JavaScript AST manipulation with Babel: the first steps

Previously on Trickster Dev:

When it comes to reverse engineering obfuscated JavaScript code there are two major approaches:

  • Dynamic analysis - using debugger to step through the code and observing it’s behaviour over time.
  • Static analysis - performing source code analysis without running it, but parsing and analysing the code itself.

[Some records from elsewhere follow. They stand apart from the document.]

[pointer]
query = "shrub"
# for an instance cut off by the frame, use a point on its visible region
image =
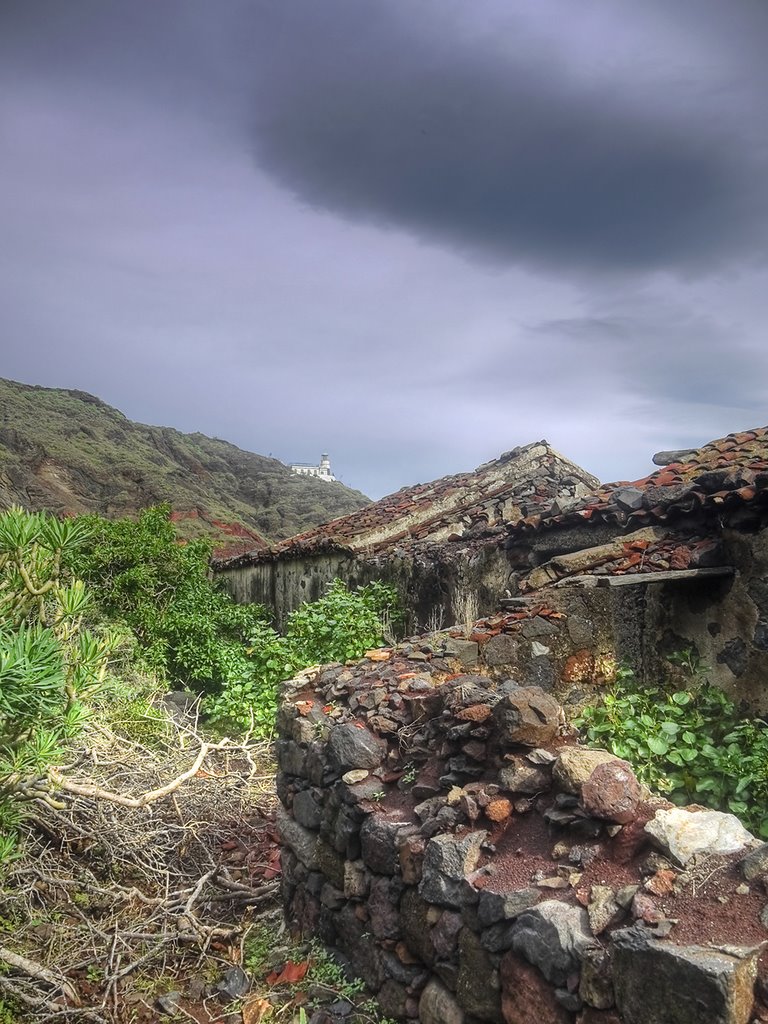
(691, 744)
(339, 627)
(342, 625)
(189, 632)
(49, 664)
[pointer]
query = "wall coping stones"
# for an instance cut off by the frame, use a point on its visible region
(690, 984)
(395, 844)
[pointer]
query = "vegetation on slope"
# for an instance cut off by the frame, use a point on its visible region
(136, 847)
(70, 453)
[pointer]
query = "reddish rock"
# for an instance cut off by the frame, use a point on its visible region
(644, 908)
(611, 793)
(660, 884)
(590, 1016)
(631, 839)
(475, 713)
(499, 810)
(527, 996)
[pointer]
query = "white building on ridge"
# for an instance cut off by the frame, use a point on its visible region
(323, 472)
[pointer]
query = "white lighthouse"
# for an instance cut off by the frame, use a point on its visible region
(323, 472)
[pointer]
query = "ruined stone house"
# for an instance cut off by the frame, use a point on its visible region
(675, 561)
(438, 543)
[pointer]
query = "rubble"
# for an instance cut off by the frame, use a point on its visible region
(482, 866)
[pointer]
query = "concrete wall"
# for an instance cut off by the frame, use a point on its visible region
(449, 586)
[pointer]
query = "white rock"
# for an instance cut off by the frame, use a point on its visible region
(683, 834)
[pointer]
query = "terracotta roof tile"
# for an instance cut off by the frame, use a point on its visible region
(521, 479)
(727, 472)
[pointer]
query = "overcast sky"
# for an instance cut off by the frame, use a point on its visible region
(414, 233)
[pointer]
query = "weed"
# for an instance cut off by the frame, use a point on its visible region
(692, 744)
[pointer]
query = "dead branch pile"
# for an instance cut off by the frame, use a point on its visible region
(151, 861)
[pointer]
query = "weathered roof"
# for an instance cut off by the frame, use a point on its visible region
(721, 475)
(497, 493)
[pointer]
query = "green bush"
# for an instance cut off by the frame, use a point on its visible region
(692, 744)
(188, 631)
(341, 626)
(50, 666)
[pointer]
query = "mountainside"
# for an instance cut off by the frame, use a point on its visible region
(71, 453)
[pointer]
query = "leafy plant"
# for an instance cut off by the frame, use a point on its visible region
(692, 744)
(342, 625)
(50, 665)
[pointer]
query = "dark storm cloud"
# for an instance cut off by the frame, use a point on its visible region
(388, 115)
(388, 227)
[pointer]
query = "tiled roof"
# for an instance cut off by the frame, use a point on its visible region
(725, 474)
(464, 504)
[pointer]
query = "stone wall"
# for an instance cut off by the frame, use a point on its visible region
(471, 863)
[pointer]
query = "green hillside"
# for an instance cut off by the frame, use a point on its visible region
(72, 453)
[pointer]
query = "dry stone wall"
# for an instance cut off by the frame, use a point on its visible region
(442, 830)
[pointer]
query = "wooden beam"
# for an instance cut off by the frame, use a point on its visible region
(641, 579)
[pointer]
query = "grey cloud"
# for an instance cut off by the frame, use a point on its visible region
(512, 160)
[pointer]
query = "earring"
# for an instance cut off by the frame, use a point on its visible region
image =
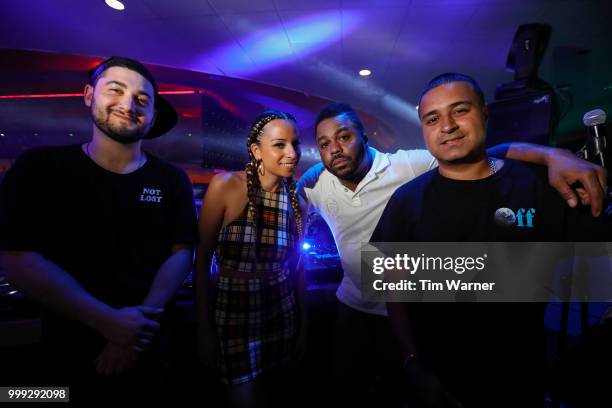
(260, 168)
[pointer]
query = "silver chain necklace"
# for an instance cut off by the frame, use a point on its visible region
(492, 166)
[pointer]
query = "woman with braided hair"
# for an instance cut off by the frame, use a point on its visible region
(249, 321)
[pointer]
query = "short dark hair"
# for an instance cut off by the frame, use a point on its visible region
(450, 77)
(124, 62)
(339, 108)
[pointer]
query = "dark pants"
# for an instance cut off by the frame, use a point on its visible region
(366, 362)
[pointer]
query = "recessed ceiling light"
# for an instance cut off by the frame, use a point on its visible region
(116, 4)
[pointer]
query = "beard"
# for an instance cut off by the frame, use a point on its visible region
(120, 134)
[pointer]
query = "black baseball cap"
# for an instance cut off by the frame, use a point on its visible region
(166, 117)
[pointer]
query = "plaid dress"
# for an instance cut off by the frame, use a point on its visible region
(256, 317)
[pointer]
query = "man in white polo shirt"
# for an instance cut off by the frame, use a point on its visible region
(350, 189)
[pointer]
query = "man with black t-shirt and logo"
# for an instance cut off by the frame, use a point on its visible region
(469, 354)
(102, 236)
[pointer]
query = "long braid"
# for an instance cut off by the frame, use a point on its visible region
(295, 205)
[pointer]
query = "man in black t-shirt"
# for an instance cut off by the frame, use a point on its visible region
(102, 236)
(477, 355)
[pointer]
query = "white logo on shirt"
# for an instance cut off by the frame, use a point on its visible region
(151, 195)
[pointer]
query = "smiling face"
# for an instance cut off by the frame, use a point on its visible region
(122, 104)
(278, 148)
(341, 146)
(453, 120)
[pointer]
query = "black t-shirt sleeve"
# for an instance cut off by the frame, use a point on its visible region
(583, 227)
(21, 204)
(183, 212)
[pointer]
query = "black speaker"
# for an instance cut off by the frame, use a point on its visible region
(525, 118)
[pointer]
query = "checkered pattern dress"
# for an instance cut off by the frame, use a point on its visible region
(256, 318)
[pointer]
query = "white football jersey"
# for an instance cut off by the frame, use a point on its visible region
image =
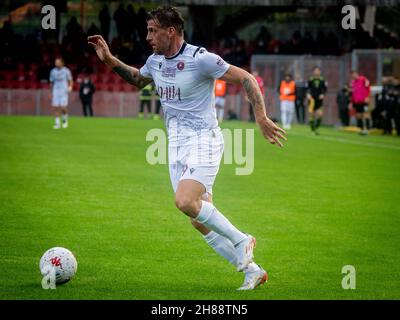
(60, 77)
(185, 84)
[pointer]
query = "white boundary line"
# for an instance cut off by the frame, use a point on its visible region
(366, 144)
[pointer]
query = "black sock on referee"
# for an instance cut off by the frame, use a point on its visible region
(312, 126)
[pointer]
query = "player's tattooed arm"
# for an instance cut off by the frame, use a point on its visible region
(129, 74)
(254, 94)
(250, 85)
(269, 129)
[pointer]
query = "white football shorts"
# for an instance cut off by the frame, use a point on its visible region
(59, 99)
(196, 157)
(220, 102)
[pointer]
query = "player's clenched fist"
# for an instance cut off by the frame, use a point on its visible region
(101, 47)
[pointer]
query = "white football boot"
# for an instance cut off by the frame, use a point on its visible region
(254, 279)
(244, 252)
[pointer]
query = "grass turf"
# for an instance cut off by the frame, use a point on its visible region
(316, 205)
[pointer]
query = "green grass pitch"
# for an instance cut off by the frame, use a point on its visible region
(315, 205)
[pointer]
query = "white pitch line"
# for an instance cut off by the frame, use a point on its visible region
(367, 144)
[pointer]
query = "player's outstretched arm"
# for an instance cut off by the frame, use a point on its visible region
(129, 74)
(268, 128)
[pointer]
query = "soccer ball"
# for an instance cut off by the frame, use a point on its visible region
(63, 262)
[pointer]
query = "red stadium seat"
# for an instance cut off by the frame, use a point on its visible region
(32, 85)
(101, 87)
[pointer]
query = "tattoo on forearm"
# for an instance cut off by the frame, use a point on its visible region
(255, 96)
(133, 77)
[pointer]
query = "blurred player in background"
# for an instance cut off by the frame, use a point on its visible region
(185, 77)
(61, 84)
(260, 83)
(287, 91)
(361, 90)
(220, 93)
(301, 91)
(317, 88)
(343, 103)
(86, 91)
(145, 99)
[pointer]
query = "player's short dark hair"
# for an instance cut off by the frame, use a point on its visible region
(167, 17)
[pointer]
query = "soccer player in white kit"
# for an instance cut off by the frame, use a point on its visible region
(61, 84)
(184, 76)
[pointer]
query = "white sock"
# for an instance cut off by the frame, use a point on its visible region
(211, 218)
(225, 248)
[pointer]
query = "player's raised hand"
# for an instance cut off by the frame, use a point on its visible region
(101, 47)
(272, 132)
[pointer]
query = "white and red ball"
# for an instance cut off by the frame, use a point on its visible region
(63, 262)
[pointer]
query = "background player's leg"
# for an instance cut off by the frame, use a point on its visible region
(290, 113)
(141, 114)
(318, 118)
(283, 115)
(64, 111)
(90, 109)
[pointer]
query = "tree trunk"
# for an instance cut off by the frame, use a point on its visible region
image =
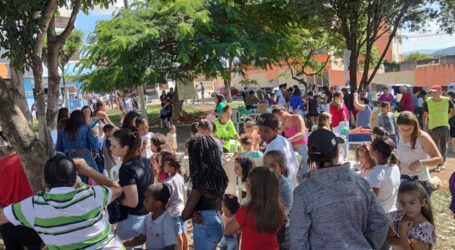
(178, 105)
(64, 92)
(143, 108)
(29, 149)
(53, 86)
(44, 134)
(18, 92)
(353, 65)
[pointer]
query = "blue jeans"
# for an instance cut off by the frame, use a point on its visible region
(302, 150)
(90, 161)
(207, 235)
(131, 226)
(229, 242)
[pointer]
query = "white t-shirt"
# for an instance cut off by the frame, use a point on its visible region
(387, 179)
(161, 232)
(176, 187)
(148, 149)
(282, 144)
(281, 100)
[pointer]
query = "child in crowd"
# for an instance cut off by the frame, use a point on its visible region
(157, 142)
(252, 129)
(246, 140)
(385, 177)
(109, 159)
(229, 207)
(263, 217)
(362, 155)
(142, 126)
(324, 121)
(412, 227)
(272, 100)
(172, 138)
(159, 230)
(276, 161)
(242, 167)
(193, 132)
(378, 132)
(176, 185)
(387, 121)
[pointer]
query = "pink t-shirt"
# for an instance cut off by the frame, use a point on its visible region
(406, 102)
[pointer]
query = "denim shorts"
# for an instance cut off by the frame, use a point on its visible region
(207, 235)
(131, 227)
(229, 242)
(180, 225)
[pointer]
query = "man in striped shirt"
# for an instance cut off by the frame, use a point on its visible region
(67, 217)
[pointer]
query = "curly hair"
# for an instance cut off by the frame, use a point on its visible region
(247, 164)
(206, 171)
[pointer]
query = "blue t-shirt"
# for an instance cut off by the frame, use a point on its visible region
(295, 102)
(364, 117)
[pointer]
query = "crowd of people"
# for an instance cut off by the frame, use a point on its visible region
(296, 187)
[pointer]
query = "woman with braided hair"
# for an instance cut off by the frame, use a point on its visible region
(209, 181)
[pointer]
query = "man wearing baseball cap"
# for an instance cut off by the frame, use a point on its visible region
(268, 131)
(438, 109)
(334, 208)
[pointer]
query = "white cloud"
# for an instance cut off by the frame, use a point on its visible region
(431, 38)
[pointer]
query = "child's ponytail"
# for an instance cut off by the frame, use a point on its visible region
(416, 187)
(130, 139)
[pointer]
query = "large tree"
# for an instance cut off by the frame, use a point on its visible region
(360, 24)
(23, 27)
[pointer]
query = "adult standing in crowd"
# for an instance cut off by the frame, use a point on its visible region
(280, 98)
(127, 103)
(203, 92)
(67, 217)
(334, 208)
(296, 132)
(15, 188)
(268, 131)
(327, 98)
(219, 105)
(135, 175)
(364, 114)
(338, 110)
(386, 96)
(163, 98)
(416, 150)
(296, 102)
(225, 128)
(78, 141)
(209, 181)
(406, 103)
(439, 110)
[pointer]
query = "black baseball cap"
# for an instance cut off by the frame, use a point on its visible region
(268, 120)
(323, 141)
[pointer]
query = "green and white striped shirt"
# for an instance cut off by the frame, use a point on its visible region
(67, 218)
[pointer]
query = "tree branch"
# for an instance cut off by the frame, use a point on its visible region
(70, 26)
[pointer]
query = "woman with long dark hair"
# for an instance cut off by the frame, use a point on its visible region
(135, 175)
(416, 150)
(209, 181)
(77, 140)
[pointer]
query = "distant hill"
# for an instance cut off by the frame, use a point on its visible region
(446, 51)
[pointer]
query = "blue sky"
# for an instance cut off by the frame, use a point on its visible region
(431, 39)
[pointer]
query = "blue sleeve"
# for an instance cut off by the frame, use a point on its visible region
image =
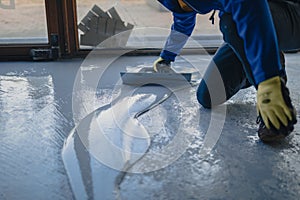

It is bad idea to rely exclusively on regular expressions and naive string manipulation to do web scraping. The same applies to Javascript static analysis. Thus we will parse the JS code into Abstract Syntax Tree. This will enable us to perform manipulations within a data model capable of representing the logical structure of the code. We are going to write code to demonstrate how some of the basic obfuscation techniques could be reverted.

Our deobfuscation code will be based on Babel - a programmable toolkit for manipulating JavaScript code. Typically it is being used in build systems of web-based software projects, but it has also been found to be quite useful by developers working on gray hat scraper/automation stuff (not to be confused Babel from Python world that deals with internationalization/localisation stuff, and with OpenBabel the chemical data processing software).

Deobfuscation code we will be writing will work in three stages:

  1. Parsing JS code into AST.
  2. Modifying AST to undo obfuscations.
  3. Regenerating JS code from AST.

Step 2 is where the bulk of work will be done.

Initially I wanted to do this in Python, but it turned out that there’s no established Python module to regenerate the JS code from AST. Altough some JS static analysis can be done in Python, JavaScript tooling and libraries are best equipped to deal with JS code. However I don’t typically code in JS so bear with me if code quality seems lacking.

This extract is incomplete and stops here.